Something to watch out for!

I have built the charger, put it in a box - and connected it up to the mains. I had a bleed resistor across the big capacitor so it would self discharge once the mains was disconnected (it stored enough charge over a weekend to give me a decent shock on the monday - that's something to watch out for as well!).

I used a 1W metal film resistor (100k). I noticed it was getting a bit hot - and then suddenly it failed. What surprised me was that it failed short circuit! Shorting the capacitor (charged to 360v) made quite a pop!

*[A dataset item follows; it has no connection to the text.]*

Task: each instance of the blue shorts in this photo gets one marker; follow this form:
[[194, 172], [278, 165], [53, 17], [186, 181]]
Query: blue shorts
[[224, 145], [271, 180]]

Unfortunately, in doing so it seems to have fried the bridge rectifier, 3 25A fuses, the IGBT Driver and the IGBT - surprisingly. I was using an inductor on the mains input to block RF. I'm wondering if the short built up enough stored energy in this to generate an IGBT killing spike?

It's a bummer that a 5p component can do so much damage! Up until the failure, it seemed to be working OK though. It was pushing 19A at 190v = 3.6Kw.

Although it's fairly neat - it does weigh about the same as my Variac (which is only 10A). I posted an idea on here to use the computer to control a variac via a servo which achieves largely the same as the above but with no difficult electronics. The main objection to it seemed to be weight. I don't think - at least for 10A - there is going to be much in it.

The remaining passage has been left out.